After years of being back-burnered by the Great Recession, people finally feel ready to take a more active role in their own wellness. But the return of health brings new questions: what does health mean to today’s consumer?
Most (69%) Americans agree that a key aspect of good health is “having a positive, optimistic state of mind and outlook on life” – #4 on a list of 12 possible health descriptors. As new outlooks on health emerge, this is a critical one. No longer are people consumed just with the number on their scale or the size of their jeans – they need to feel good, not just look good. This outlook is more pronounced among those who are 60+, perhaps due to enhanced expectations for a longer, happier life.
Almost six in ten (58%) Americans believe that “being physically fit” is included in their definition of “good health” – but it’s a bit more complex than that. Other dimensions of physical fitness are actually ranked higher on this list, including the ability to do daily activities without obstacles (78%) and avoiding obesity (62%). This heightened awareness of the impacts of fitness are evident in the top physical concerns Americans share about aging – gaining weight (34%) and loss of mobility (34%) are among the top five items on this list.
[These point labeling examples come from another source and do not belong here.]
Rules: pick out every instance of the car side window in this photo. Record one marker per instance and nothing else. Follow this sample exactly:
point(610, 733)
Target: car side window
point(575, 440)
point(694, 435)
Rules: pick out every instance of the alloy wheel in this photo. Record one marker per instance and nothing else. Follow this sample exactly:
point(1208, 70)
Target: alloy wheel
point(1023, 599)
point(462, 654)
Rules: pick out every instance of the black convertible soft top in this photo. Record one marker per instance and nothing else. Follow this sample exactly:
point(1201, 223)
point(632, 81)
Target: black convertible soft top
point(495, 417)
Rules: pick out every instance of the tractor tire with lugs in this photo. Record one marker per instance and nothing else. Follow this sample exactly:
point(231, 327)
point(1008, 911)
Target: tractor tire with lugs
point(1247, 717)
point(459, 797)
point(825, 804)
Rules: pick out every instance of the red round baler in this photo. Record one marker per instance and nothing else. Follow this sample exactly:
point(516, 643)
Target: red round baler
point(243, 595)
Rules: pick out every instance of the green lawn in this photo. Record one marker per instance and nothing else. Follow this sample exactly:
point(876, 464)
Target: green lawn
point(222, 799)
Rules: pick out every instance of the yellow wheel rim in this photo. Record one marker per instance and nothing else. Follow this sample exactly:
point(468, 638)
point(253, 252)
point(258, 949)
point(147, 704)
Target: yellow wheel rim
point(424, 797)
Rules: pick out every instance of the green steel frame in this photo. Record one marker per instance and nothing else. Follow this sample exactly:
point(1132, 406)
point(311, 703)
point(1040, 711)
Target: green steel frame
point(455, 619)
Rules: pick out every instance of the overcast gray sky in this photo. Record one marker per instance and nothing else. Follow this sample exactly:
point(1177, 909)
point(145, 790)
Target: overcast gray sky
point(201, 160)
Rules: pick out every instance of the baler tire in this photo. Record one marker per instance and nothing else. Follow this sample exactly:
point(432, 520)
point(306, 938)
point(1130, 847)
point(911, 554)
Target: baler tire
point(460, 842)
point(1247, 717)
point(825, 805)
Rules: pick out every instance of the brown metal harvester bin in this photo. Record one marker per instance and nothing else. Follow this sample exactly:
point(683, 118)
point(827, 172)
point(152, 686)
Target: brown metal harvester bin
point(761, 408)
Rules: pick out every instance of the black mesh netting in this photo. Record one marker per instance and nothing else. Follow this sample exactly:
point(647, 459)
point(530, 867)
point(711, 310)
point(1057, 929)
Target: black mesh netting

With that in mind, it may come as no surprise that nearly two in three (65%) Americans exercise to keep fit weekly or more often; this habit is up six points since 2012. And one in three (32%) admit that physical movement helps them treat health conditions they have.
The marketplace for health and wellness solutions has expanded in recent years to include many more players. Tech companies are competing with pharmaceutical leaders, and startups are often able to deliver solutions faster and more efficiently than more established brands.
This is good news for the consumer. Not only are there more products and services to choose from, the ability to personalize one’s wellness regimen has accelerated tremendously. There’s a combination of solutions for everyone, whether it’s aging consumers who are focused on declining mobility and memory, younger individuals who care strongly about fitness, or the affluent audience drawn to more preventative health solutions.
With wellness finally back on the front burner for consumers around the world and new spaces for a variety of companies to play a role, discussion of what “health” is will continue to grow – opening doors to new ideas on how to live healthfully.